Trump threatens to put tariffs on all $500bn Chinese imports – as it happened


We suspect that equities across Emerging Asia would slump once more if President Trump followed through with his latest tariff threat. Stock markets in Europe would probably be hit even harder than they have been so far too.

Meanwhile, although the S&P 500 has proved fairly resilient to trade worries so far, and has actually risen since they resurfaced in June, we doubt that this will last.

The retaliation by other countries to US protectionism so far has mostly been aimed at US farmers, not US multinationals. But that could change. In particular, we suspect that China will start to target US multinationals operating in China directly rather than imposing more tariffs of its own.

What’s more, even if this latest escalation in the trade war is somehow averted, we think that there are other reasons to be pessimistic about the outlook for equities in both the US and the rest of the world.
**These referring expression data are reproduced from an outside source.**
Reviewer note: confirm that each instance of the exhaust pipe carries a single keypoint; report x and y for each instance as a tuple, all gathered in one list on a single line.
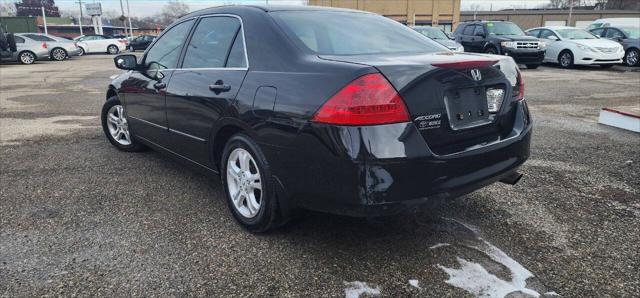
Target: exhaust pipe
[(512, 178)]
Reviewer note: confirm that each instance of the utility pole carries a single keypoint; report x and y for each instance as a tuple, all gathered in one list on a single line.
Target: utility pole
[(80, 20), (570, 12), (129, 17), (44, 19)]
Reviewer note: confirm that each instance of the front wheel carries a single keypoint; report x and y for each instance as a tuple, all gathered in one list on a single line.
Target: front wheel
[(116, 126), (248, 184), (27, 57), (112, 49), (632, 57), (566, 59)]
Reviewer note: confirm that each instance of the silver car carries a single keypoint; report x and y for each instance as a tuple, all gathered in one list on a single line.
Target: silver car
[(59, 48), (28, 51)]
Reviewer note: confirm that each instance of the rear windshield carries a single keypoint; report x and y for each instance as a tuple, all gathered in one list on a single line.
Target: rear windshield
[(348, 33)]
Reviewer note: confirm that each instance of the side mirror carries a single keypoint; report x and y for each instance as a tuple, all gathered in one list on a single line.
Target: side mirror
[(126, 62)]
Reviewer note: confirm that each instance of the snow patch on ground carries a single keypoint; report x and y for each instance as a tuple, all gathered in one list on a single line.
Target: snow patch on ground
[(438, 245), (414, 283), (356, 288), (475, 279)]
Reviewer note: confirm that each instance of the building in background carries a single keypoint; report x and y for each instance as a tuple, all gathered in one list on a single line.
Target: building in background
[(529, 18), (437, 13)]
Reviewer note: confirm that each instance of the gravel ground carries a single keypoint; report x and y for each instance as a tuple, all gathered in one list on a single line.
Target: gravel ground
[(78, 217)]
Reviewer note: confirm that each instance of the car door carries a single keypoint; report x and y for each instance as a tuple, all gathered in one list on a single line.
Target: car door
[(145, 90), (553, 45), (479, 38), (199, 93)]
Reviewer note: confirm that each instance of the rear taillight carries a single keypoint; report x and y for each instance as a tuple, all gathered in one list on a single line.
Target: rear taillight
[(520, 87), (368, 100)]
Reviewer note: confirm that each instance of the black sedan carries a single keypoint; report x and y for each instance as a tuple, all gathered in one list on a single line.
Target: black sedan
[(141, 42), (293, 111)]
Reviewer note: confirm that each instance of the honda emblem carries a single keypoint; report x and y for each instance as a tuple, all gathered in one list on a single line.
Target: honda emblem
[(476, 75)]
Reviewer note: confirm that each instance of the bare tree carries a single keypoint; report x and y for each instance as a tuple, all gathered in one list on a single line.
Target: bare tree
[(7, 9)]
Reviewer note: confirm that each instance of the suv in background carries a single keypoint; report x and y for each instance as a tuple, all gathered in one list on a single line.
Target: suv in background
[(628, 36), (501, 38)]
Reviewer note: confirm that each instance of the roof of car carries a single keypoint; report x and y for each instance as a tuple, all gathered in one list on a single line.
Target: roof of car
[(268, 8)]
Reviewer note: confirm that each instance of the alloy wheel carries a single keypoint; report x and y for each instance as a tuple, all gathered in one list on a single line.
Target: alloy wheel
[(27, 58), (632, 58), (118, 125), (244, 183), (58, 54)]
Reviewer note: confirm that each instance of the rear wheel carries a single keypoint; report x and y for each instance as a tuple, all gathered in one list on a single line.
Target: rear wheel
[(632, 57), (248, 184), (566, 59), (116, 126), (27, 57), (112, 49), (58, 54)]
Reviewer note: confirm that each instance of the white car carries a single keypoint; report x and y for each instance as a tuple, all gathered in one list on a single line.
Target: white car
[(615, 22), (569, 46), (100, 44)]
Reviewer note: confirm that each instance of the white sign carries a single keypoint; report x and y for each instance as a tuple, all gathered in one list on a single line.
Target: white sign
[(94, 9)]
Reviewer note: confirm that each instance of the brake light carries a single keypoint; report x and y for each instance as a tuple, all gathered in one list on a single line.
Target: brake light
[(368, 100), (466, 64), (520, 85)]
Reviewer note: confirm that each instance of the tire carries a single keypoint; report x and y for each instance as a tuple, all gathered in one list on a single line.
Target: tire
[(491, 50), (11, 41), (632, 57), (27, 57), (265, 215), (113, 49), (117, 129), (565, 59), (59, 54)]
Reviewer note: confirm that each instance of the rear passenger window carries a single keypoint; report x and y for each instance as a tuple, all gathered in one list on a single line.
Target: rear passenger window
[(211, 44), (468, 30)]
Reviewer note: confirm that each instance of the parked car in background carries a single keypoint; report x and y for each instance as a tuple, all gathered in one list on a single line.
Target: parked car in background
[(440, 37), (569, 46), (615, 22), (100, 44), (27, 51), (141, 42), (629, 37), (333, 110), (501, 38), (59, 48)]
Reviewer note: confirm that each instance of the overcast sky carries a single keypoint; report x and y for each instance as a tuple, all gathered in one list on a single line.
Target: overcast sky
[(149, 7)]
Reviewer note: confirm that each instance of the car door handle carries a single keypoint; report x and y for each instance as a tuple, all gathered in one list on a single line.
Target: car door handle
[(219, 87), (159, 85)]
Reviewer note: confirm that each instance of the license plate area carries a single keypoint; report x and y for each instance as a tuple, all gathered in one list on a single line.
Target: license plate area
[(467, 108)]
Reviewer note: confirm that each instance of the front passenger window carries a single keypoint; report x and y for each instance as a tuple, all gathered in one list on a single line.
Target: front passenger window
[(165, 53)]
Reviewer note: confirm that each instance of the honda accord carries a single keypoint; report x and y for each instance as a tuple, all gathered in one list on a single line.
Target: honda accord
[(333, 110)]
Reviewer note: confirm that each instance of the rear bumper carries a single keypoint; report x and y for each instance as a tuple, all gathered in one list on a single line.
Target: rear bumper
[(376, 170), (525, 56)]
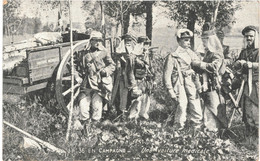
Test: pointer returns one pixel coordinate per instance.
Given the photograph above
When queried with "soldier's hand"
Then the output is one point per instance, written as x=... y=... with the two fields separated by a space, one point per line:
x=173 y=95
x=130 y=56
x=239 y=64
x=79 y=79
x=247 y=65
x=103 y=73
x=211 y=67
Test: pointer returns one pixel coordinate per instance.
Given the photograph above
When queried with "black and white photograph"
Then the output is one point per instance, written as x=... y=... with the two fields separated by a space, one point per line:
x=130 y=80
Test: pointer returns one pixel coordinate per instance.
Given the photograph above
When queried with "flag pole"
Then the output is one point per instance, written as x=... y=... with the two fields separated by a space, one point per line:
x=72 y=74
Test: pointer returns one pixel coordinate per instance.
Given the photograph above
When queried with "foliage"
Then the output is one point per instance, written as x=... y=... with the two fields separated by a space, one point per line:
x=203 y=11
x=10 y=16
x=189 y=13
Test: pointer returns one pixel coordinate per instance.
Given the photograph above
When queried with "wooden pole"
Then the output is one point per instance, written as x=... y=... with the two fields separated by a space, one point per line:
x=72 y=75
x=103 y=22
x=46 y=144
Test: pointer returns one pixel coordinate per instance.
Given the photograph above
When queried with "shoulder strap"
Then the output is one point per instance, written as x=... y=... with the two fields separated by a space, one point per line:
x=179 y=71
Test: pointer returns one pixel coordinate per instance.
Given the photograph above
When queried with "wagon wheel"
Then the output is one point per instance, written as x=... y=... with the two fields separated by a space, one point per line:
x=63 y=79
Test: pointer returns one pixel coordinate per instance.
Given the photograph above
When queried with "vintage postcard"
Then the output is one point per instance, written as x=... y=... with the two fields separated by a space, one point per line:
x=130 y=80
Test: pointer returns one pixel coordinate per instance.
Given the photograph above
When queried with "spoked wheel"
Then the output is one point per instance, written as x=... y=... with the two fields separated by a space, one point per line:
x=63 y=80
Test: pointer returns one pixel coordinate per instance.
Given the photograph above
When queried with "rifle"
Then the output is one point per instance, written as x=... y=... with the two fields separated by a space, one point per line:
x=46 y=144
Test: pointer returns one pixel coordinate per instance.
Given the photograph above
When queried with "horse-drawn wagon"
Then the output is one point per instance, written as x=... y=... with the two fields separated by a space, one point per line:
x=47 y=68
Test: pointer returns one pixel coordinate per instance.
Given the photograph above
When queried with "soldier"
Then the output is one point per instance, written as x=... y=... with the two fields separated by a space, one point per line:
x=97 y=82
x=143 y=76
x=125 y=79
x=226 y=50
x=211 y=68
x=179 y=81
x=247 y=66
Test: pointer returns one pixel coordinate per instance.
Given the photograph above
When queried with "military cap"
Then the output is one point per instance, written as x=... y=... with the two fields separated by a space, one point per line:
x=96 y=35
x=207 y=30
x=220 y=33
x=248 y=28
x=129 y=36
x=184 y=33
x=143 y=39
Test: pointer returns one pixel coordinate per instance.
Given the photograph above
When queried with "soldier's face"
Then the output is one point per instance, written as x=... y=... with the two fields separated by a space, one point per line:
x=95 y=43
x=205 y=42
x=250 y=37
x=128 y=43
x=184 y=43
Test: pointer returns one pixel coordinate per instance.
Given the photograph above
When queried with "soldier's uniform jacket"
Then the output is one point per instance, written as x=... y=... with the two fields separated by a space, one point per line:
x=171 y=76
x=99 y=67
x=214 y=61
x=252 y=56
x=249 y=101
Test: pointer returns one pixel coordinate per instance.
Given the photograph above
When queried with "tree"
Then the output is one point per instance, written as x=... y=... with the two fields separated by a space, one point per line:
x=149 y=18
x=188 y=13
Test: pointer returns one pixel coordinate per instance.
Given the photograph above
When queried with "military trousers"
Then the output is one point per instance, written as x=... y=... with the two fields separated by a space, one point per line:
x=188 y=98
x=97 y=106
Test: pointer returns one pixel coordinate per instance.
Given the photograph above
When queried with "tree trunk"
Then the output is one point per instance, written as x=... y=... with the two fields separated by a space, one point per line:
x=191 y=25
x=149 y=18
x=126 y=22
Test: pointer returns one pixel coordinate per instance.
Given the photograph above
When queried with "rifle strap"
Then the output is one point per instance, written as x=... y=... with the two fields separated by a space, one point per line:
x=179 y=72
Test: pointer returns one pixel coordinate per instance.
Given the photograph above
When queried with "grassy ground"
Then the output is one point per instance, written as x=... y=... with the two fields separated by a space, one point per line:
x=122 y=140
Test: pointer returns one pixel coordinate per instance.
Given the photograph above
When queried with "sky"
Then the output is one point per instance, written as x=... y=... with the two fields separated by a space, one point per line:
x=248 y=15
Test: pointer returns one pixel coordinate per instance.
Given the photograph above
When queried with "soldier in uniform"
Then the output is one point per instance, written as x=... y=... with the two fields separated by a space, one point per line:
x=247 y=65
x=226 y=50
x=180 y=83
x=125 y=80
x=211 y=68
x=143 y=77
x=97 y=81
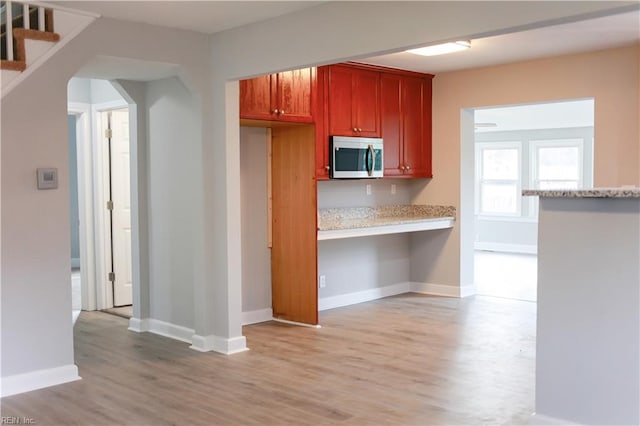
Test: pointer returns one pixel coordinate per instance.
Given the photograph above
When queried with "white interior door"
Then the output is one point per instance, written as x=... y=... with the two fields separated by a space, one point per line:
x=121 y=212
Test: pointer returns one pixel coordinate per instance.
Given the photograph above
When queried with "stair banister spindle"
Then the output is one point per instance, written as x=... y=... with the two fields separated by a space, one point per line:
x=41 y=25
x=9 y=27
x=25 y=16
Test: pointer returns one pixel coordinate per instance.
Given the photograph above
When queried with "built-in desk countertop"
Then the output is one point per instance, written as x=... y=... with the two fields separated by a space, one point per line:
x=584 y=193
x=335 y=223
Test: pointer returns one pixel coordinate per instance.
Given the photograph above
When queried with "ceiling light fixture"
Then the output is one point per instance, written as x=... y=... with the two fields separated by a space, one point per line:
x=485 y=125
x=441 y=49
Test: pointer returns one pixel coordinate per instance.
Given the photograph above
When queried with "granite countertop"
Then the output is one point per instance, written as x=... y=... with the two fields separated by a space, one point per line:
x=366 y=217
x=626 y=192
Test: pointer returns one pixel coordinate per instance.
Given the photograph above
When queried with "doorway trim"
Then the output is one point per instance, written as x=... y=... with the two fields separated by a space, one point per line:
x=104 y=295
x=84 y=147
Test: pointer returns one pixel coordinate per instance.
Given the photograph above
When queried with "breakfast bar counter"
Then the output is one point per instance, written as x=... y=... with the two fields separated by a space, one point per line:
x=588 y=321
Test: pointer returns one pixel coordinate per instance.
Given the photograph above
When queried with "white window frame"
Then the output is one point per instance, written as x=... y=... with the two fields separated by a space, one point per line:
x=479 y=148
x=535 y=145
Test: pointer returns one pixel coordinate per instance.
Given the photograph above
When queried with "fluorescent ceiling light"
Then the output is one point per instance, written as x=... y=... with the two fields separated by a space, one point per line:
x=479 y=125
x=441 y=49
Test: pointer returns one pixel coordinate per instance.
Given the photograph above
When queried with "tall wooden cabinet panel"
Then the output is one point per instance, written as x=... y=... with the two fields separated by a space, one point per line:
x=294 y=254
x=286 y=96
x=416 y=95
x=321 y=125
x=391 y=111
x=354 y=101
x=406 y=125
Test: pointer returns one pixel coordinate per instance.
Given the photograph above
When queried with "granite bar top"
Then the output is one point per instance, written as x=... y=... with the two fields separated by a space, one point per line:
x=630 y=192
x=365 y=217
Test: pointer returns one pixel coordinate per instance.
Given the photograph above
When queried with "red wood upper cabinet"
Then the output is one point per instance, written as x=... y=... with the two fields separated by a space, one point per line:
x=286 y=96
x=353 y=101
x=321 y=125
x=255 y=98
x=406 y=124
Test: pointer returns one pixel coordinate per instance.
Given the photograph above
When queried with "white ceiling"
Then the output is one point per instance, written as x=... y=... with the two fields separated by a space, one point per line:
x=215 y=16
x=575 y=113
x=583 y=36
x=202 y=16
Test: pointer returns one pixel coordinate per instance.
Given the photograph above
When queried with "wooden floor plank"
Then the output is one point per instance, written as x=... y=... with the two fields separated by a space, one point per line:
x=403 y=360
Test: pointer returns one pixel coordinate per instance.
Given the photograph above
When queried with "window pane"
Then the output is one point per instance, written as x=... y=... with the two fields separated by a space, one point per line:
x=558 y=184
x=499 y=198
x=500 y=163
x=559 y=163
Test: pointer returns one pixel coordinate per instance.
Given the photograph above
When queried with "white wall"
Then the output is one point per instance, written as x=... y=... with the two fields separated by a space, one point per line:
x=353 y=193
x=588 y=332
x=256 y=256
x=35 y=246
x=174 y=173
x=91 y=91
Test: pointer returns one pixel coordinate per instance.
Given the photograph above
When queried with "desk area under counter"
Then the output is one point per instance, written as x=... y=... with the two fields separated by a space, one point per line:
x=348 y=222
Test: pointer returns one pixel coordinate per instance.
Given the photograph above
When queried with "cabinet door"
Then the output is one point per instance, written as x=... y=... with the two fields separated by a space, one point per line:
x=416 y=94
x=391 y=110
x=366 y=102
x=412 y=92
x=340 y=105
x=294 y=95
x=321 y=124
x=255 y=98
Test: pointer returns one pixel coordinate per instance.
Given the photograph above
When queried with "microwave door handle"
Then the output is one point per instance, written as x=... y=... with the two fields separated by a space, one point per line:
x=371 y=154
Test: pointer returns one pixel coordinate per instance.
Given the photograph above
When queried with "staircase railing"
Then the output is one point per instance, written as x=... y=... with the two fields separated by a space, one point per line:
x=21 y=14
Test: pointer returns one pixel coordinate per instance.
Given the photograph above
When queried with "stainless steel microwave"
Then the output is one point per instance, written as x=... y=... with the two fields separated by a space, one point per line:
x=356 y=157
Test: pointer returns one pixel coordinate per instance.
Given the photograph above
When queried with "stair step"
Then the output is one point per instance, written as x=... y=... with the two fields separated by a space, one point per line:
x=13 y=65
x=19 y=37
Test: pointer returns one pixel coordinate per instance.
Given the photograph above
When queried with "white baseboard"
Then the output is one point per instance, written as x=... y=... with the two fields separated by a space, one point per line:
x=161 y=328
x=139 y=325
x=361 y=296
x=442 y=289
x=219 y=344
x=506 y=248
x=20 y=383
x=254 y=317
x=170 y=330
x=538 y=419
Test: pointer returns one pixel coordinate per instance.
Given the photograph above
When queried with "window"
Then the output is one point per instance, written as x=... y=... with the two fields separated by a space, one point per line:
x=557 y=164
x=499 y=178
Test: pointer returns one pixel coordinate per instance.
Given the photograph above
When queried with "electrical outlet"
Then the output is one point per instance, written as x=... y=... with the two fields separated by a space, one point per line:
x=322 y=281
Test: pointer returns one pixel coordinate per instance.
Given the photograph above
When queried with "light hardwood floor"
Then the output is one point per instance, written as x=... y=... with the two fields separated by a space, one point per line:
x=403 y=360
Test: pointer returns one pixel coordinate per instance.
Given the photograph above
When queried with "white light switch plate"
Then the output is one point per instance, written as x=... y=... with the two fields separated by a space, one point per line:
x=47 y=178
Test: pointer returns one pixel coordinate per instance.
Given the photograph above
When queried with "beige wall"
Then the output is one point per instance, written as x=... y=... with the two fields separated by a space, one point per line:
x=611 y=77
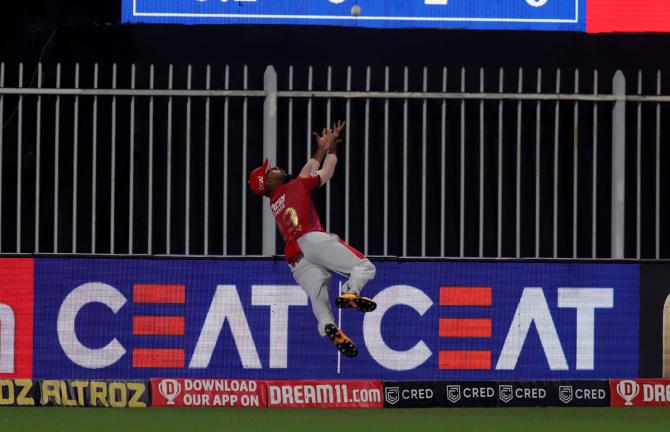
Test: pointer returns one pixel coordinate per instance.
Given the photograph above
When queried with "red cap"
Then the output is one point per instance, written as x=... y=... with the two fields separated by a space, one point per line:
x=257 y=179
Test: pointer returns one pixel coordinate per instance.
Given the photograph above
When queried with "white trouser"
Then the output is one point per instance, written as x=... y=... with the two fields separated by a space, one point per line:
x=322 y=254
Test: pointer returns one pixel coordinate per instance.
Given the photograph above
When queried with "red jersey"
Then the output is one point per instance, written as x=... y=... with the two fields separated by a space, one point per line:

Regardless of the direction of US trade policy, we think that China’s economy will lose more momentum over the rest of this year, and forecast that the US economy will slow sharply in 2019 as the cumulative effects of Fed tightening and the fading fiscal boost start to bite.

With this in mind, we forecast that the S&P 500 will fall to 2,300 by the end of next year, compared to just over 2,800 now, and think that equities in the rest of the world will fall sharply too.